Berbahaya untuk melakukan tindakan penyembahan tanpa sikap menyembah yang benar. Tuhan tidak tertipu oleh kemunafikan seperti itu. Yesus memberi tahu kita bahwa Bapa sedang mencari mereka yang akan menyembah Dia “dalam roh dan kebenaran” (Yohanes 4:23). Ini adalah penyembahan “yang keluar dari dalam hati”, dimana rasa kasih sayang kita terpikat oleh kemegahan Allah.
Dalam Perjanjian Lama, kata halal digunakan untuk jenis penyembahan dengan kekaguman semacam itu kepada keindahan hingga hal itu dapat membuat seseorang menjadi gila.
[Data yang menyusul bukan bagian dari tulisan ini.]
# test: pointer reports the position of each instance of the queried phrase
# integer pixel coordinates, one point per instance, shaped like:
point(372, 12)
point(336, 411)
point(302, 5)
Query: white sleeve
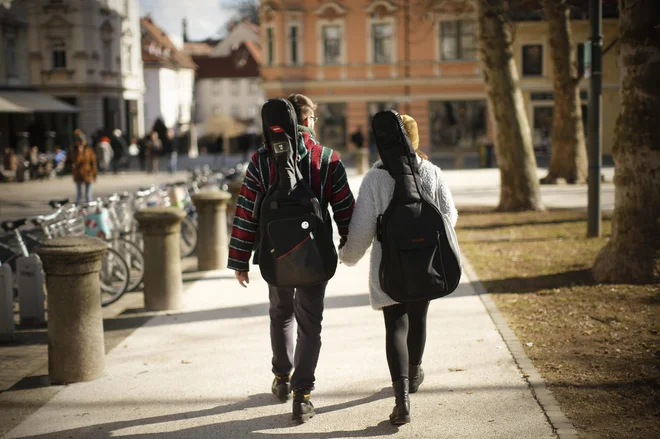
point(362, 230)
point(445, 200)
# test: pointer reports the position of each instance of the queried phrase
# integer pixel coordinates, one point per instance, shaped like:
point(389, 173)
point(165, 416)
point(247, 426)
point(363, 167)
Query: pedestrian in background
point(357, 139)
point(119, 150)
point(154, 148)
point(84, 166)
point(104, 154)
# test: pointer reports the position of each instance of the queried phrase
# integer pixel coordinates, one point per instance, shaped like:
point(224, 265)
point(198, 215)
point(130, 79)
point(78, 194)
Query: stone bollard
point(213, 246)
point(161, 229)
point(362, 160)
point(6, 304)
point(76, 350)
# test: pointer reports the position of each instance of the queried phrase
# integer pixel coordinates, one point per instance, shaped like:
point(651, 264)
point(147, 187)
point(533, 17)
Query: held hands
point(243, 278)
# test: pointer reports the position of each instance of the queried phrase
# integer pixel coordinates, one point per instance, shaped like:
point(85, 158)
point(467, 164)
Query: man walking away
point(326, 176)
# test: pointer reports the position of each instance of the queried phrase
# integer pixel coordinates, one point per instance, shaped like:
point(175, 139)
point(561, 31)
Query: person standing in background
point(84, 166)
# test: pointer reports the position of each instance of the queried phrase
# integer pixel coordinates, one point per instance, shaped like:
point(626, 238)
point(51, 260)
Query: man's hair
point(303, 106)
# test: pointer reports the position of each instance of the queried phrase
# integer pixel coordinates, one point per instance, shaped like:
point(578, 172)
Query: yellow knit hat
point(411, 128)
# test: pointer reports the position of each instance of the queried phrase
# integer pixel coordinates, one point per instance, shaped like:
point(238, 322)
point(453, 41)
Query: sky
point(205, 17)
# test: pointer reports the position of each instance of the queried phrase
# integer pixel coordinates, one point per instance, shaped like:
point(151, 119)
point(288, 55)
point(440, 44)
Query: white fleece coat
point(375, 195)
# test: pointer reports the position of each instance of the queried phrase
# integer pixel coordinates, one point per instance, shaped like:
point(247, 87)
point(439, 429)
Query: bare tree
point(513, 142)
point(633, 253)
point(569, 153)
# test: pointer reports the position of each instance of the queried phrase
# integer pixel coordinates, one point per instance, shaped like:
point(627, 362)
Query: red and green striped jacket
point(319, 166)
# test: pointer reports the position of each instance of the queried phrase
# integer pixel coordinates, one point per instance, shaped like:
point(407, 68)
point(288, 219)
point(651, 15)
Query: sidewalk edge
point(561, 425)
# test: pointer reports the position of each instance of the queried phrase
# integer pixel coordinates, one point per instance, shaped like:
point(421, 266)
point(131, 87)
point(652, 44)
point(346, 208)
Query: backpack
point(294, 240)
point(421, 259)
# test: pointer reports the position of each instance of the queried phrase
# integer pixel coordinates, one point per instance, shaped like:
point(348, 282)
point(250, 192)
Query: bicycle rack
point(6, 304)
point(30, 280)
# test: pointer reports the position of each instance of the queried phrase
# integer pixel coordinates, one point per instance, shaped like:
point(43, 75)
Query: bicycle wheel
point(114, 276)
point(188, 237)
point(134, 258)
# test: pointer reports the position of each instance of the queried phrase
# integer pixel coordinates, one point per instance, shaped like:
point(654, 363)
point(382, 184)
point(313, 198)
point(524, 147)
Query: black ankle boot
point(416, 374)
point(401, 413)
point(303, 409)
point(281, 387)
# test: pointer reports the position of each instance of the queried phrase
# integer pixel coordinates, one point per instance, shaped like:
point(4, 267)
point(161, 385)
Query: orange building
point(356, 57)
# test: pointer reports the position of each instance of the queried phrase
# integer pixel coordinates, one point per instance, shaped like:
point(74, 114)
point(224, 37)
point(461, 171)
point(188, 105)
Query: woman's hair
point(413, 133)
point(303, 106)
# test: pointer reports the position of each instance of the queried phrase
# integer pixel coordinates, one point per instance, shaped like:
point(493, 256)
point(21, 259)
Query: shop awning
point(32, 102)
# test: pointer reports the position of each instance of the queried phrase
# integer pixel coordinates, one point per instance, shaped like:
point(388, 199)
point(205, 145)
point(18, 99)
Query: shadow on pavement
point(229, 429)
point(237, 312)
point(522, 285)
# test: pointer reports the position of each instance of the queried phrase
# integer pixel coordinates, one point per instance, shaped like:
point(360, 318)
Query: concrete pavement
point(205, 373)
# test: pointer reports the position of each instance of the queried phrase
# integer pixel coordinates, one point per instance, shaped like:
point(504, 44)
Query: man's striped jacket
point(319, 166)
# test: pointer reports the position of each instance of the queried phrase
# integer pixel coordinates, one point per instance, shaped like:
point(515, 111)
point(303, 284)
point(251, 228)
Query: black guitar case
point(421, 259)
point(295, 247)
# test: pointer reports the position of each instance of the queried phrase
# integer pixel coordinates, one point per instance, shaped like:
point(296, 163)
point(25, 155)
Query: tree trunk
point(513, 142)
point(632, 254)
point(569, 153)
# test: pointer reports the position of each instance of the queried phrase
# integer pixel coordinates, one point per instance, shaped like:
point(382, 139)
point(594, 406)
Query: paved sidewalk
point(205, 373)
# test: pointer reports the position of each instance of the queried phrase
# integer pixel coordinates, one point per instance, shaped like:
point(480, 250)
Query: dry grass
point(597, 346)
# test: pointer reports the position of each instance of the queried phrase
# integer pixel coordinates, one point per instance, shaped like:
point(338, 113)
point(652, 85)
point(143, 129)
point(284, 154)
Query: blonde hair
point(413, 133)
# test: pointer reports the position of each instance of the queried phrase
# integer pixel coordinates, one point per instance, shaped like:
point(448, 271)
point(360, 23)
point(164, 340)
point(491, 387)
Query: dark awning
point(32, 102)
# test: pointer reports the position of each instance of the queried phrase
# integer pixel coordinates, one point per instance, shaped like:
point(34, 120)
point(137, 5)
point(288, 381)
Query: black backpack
point(421, 260)
point(294, 242)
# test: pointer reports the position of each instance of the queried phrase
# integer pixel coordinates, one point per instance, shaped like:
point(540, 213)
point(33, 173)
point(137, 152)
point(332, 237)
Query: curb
point(562, 426)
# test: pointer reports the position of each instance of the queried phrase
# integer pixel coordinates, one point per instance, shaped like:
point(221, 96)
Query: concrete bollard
point(76, 350)
point(163, 284)
point(30, 282)
point(362, 160)
point(6, 304)
point(213, 246)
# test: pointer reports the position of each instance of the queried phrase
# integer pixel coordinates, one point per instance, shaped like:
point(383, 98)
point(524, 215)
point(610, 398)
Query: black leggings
point(405, 336)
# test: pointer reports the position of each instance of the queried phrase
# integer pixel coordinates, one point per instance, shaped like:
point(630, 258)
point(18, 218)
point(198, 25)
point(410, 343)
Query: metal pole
point(595, 118)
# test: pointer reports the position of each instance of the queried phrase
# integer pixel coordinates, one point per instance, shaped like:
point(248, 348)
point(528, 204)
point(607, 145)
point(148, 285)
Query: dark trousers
point(306, 305)
point(405, 336)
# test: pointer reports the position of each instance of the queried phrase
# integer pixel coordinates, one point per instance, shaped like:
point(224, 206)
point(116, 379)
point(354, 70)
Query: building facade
point(355, 58)
point(169, 75)
point(87, 53)
point(228, 92)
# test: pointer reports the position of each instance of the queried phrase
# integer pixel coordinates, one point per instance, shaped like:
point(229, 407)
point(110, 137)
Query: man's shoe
point(401, 413)
point(281, 387)
point(416, 374)
point(303, 409)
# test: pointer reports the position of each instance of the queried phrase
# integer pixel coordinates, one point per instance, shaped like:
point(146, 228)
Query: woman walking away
point(405, 323)
point(84, 166)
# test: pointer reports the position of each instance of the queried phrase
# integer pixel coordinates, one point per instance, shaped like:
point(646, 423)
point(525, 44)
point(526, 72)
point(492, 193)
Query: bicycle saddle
point(10, 226)
point(57, 203)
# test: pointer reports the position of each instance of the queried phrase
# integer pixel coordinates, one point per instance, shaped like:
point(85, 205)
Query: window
point(532, 60)
point(10, 44)
point(216, 87)
point(456, 123)
point(294, 44)
point(382, 41)
point(457, 40)
point(331, 37)
point(58, 48)
point(270, 42)
point(107, 55)
point(129, 58)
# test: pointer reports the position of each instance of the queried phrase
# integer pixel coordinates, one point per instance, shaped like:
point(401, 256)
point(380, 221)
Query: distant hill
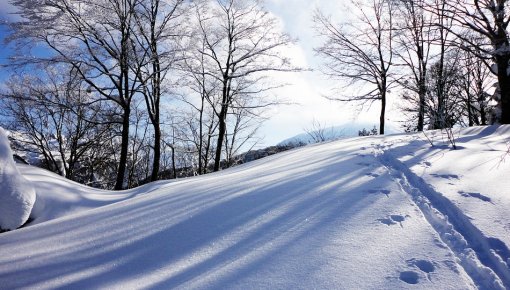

Pertama kali kata ini muncul, dalam Kejadian 12:15, dimana para pangeran Mesir tercengang oleh kecantikan istri Abraham, Sara dan memuji dirinya di hadapan Firaun.
Pernahkah Anda menemukan seseorang yang begitu menakjubkan sehingga membuat Anda kehilangan akal dan merasa seolah-olah kehilangan diri Anda sendiri? (Faktanya, kata yang sama digunakan dalam I Samuel 21: 13-14, ketika Daud berpura-pura gila untuk menipu Raja Akhis.) Ini adalah respons yang tepat terhadap kemegahan Penebus kita. Ini adalah akar dari kata haleluya, yang berasal dari kombinasi kata halal dan Yahweh, nama Allah. Haleluya memiliki arti seperti “menjadi gila karena Allah.” Kata ini muncul empat kali dalam Wahyu 19 — yang semuanya terjadi setelah kemenangan Allah ditetapkan di dalam dunia. Jika Anda ingin membuat hati Anda menyala lagi dalam penyembahan Anda, maka tataplah keagungan Tuhan dan apa yang Dia lakukan.
Sama seperti laut biru yang dalam, Allah itu berkuasa dan agung, sementara pada saat yang sama kuat namun anggun. Kita diundang untuk berserah dan memberikan kepada-Nya segenap diri kita. Kita bergabung dengan orang-orang kudus dalam kitab Wahyu, terpesona dengan kemuliaan-Nya. Bagi Dia yang duduk di atas takhta, adalah puji-pujian dan hormat dan kemuliaan dan kuasa selama-lamanya – haleluya!